須藤医師の姿はついたての向こうの処置室の床の上にあった。その体からは一層得体のしれない焦げ臭い異臭が漂っている。その匂いがなんであるにせよ、すでに手遅れであることは明らかだった。米森は念のためその首に手を当て、失われた温度を確認し拳銃を腰にしまう。
「お二人とも! 大丈夫です! もう終わったあとのようです!」
その声に俊樹たちはためらいなく動き始めた。もう終わったあとだから大丈夫などという異常な言葉が発されても、疑念を抱くことはなかった。そこに須藤医師の遺体があることも、場合によっては黒い水がいることさえ、ふたりは想像していたのだから。

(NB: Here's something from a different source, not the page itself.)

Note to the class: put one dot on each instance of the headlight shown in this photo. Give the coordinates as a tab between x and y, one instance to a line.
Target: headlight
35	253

「とりあえず3号にするけど、温めるのは……ぬるま湯って作れる?」
「それくらいなら」
「給湯室もあるでしょうから、探しましょう。お伴します」
ふたりが扉を出ると同時に、その背に短い悲鳴があがった。ガラスにぶつかっていたアルミの支柱が再び倒れ、ガシャンと音を立てる。女性は慌てて右の掌を払った。何か影のようなものが床に飛ぶ。
「水っ!」
指差した先には、ほんの数滴の黒い水の雫が落ちていた。しかし動くこともないそれは、ただ3つに分かれた楕円形の黒いスミにすぎなかった。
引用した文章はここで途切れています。